Dear list,

Thanks to all and to you who engaged this puzzling and worrisome topic.
I appreciate the pointers to the MegaTrawl and OHBM COBIDAS reports linked in 
the correspondence below.
I agree that it’s not the role of the Human Connectome Project to police the 
results obtained with the data you provide.

I do think that there is a substantive contribution to be made with an analysis 
of this issue, a list of cautions, and at least a partial list of scenarios 
which either do or do not pose problems with suggested approaches to dealing 
with the problems.
For the universe of researchers, I don’t think we’re doing as well as we could 
by simple honest reporting of the comparisons we’ve made.
After all, that’s really been incumbent on all of us prior to this.
And it doesn’t really address how we even satisfy ourselves as individual 
researchers that we’re not being fooled by our own results from HCP data.

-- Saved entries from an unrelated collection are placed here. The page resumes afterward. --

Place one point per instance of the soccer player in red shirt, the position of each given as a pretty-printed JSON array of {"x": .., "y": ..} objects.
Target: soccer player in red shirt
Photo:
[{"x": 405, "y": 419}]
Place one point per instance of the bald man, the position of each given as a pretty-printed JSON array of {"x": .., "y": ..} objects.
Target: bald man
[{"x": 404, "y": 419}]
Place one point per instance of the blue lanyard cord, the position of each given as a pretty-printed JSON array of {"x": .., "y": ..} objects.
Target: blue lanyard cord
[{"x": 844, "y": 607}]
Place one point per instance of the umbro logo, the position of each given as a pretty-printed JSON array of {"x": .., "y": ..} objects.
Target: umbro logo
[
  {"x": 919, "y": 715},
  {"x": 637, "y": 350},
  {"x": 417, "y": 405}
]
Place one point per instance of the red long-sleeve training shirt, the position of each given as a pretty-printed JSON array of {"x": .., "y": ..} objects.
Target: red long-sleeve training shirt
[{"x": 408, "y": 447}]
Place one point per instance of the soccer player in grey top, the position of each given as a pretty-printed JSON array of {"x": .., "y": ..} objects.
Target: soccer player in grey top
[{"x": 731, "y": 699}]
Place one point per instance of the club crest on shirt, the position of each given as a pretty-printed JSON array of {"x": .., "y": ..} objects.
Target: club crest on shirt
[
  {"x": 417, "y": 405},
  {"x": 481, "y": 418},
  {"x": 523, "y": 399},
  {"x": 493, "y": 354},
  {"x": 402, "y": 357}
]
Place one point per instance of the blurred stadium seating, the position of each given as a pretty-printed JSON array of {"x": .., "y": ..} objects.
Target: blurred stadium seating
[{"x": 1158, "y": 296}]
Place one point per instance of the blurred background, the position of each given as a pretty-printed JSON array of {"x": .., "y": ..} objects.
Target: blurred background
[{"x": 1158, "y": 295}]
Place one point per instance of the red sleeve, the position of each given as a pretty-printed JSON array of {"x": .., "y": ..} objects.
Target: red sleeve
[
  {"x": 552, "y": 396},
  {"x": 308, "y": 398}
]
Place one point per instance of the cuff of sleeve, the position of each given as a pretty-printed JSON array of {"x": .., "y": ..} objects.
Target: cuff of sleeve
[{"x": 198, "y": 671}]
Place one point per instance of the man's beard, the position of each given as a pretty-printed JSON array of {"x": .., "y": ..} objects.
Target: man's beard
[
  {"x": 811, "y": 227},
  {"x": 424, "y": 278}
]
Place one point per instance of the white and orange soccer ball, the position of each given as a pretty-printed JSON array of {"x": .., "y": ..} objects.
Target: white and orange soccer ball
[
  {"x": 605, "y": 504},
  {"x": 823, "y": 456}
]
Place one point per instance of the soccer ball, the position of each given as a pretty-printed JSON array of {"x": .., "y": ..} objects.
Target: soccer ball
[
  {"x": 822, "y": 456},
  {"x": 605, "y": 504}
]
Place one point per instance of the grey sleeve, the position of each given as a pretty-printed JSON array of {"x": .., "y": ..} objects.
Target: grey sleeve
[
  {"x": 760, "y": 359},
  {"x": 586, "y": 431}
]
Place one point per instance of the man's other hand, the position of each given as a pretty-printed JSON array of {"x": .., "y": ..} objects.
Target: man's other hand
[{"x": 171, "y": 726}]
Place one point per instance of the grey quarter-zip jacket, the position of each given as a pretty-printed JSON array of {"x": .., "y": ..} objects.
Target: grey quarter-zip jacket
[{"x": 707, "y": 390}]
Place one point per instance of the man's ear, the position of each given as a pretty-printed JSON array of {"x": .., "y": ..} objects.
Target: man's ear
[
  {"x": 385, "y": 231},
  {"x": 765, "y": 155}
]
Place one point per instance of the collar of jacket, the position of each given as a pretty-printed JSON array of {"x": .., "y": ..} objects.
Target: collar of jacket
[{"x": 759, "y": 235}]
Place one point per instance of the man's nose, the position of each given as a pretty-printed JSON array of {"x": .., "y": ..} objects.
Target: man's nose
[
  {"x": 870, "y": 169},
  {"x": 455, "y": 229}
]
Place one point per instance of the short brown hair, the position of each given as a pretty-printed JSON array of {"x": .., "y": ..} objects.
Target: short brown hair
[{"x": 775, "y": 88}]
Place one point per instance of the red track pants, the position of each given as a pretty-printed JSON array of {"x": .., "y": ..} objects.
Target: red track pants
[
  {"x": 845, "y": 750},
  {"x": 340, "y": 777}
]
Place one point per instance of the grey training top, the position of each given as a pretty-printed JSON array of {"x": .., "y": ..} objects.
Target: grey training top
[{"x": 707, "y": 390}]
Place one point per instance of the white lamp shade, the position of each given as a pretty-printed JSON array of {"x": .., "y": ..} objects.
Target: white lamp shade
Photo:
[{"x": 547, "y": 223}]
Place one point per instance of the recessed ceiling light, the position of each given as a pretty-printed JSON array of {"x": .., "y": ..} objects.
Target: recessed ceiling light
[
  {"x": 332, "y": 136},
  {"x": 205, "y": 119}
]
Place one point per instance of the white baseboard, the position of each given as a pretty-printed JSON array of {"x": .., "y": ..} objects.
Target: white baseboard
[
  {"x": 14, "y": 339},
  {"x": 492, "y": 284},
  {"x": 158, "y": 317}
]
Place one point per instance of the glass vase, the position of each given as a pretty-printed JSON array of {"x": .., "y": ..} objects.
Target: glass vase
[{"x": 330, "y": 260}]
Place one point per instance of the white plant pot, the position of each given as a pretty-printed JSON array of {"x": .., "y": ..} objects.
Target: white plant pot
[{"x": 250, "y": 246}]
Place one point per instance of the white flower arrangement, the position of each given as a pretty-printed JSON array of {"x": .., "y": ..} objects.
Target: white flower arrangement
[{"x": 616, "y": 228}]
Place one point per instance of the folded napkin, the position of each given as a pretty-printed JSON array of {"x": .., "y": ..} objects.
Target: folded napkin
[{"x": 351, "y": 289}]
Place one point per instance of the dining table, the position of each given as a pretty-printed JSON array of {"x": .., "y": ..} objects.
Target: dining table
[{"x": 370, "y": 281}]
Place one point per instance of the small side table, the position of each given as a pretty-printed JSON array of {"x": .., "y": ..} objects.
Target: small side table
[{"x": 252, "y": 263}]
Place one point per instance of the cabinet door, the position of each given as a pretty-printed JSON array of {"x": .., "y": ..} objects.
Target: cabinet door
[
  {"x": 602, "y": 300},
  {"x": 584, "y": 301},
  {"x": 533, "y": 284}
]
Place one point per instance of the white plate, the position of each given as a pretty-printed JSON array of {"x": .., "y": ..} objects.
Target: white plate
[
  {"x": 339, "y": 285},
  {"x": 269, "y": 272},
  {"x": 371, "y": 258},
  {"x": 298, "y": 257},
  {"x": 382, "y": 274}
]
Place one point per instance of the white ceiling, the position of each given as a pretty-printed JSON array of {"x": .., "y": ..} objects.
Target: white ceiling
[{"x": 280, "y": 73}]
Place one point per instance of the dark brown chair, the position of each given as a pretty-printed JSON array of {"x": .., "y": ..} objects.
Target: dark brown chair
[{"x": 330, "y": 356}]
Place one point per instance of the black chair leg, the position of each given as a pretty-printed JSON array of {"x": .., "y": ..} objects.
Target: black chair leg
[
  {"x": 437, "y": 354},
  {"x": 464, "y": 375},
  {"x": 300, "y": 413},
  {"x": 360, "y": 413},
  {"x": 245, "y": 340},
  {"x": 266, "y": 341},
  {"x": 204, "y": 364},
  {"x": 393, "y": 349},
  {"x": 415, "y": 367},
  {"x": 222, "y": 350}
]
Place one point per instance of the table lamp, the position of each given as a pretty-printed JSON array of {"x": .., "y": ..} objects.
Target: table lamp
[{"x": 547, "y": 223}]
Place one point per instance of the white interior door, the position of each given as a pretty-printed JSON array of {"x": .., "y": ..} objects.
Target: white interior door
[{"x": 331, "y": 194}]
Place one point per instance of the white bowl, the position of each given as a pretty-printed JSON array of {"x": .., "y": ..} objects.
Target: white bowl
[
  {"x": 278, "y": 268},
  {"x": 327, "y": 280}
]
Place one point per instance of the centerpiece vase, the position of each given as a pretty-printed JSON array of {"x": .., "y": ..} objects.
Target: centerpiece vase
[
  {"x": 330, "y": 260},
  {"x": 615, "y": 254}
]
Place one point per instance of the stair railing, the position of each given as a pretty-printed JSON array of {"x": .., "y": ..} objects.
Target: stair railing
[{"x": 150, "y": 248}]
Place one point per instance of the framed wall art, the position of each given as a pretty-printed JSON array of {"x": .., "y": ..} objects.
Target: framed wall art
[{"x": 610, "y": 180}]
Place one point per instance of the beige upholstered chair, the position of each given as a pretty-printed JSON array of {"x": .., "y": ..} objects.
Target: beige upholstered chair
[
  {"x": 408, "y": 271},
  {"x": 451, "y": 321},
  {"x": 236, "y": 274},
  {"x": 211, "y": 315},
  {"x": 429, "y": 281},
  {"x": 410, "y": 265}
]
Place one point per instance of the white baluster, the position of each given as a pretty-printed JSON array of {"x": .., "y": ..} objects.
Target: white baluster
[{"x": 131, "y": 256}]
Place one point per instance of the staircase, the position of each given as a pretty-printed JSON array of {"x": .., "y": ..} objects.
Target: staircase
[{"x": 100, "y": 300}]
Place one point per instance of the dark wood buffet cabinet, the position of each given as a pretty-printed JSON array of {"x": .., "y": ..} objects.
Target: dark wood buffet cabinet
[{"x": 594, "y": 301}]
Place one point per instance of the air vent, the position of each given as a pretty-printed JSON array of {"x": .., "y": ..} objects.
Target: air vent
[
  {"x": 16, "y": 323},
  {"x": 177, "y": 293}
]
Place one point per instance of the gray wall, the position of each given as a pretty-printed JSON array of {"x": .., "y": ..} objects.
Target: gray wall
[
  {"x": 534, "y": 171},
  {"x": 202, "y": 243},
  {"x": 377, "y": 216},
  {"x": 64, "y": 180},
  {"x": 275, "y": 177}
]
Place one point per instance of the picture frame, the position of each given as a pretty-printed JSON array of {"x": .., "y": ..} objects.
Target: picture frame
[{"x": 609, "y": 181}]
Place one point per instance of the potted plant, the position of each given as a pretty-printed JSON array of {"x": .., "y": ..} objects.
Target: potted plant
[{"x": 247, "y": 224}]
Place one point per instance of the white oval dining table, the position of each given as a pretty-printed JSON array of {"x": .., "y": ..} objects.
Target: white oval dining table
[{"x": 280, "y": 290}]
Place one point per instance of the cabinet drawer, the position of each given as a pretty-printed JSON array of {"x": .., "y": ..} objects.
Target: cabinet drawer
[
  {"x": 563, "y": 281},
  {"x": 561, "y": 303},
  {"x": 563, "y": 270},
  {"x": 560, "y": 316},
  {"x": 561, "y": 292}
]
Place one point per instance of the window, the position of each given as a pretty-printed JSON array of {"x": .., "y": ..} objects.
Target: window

This problem is not confined to HCP data nor is its domain confined to human 
brain imaging, e.g. there are numerous tumor registries which, to my 
understanding, face the same issue.
A letter to a journal with wide scope would, I hope, be welcomed by editors and 
be of real value to the scientific community.
Had I the requisite knowledge and understanding, I would do the thinking and 
write it.
I hope that one or more of you will consider this .

Best - Don

From: Stephen Smith []
Sent: Wednesday, September 14, 2016 9:02 AM
To: Thomas Nichols
Cc: Krieger, Donald N.;
Subject: Re: [HCP-Users] Same data / Multiple comparisons ?

Hi Tom

actually the MegaTrawl latest version is here:

But yes indeed - early on within the HCP we discussed options for trying to 
deal with this large-scale-multiple-comparisons-problem, but quickly agreed 
that it really wasn't our role (and wasn't practical) for us to try to "police" 
on this issue.    Another possible form of "policing" would be to keep-back a 
truly-left-out sample of subjects, but there were too many ethical, practical 
and statistical problems with that.   We also (light-heartedly!) discussed 
having some kind of "multiple-comparison sin counter" that ticks up every time 
someone does a new analysis....  ;-)   but as you say there was no 
straightforward solution presenting itself...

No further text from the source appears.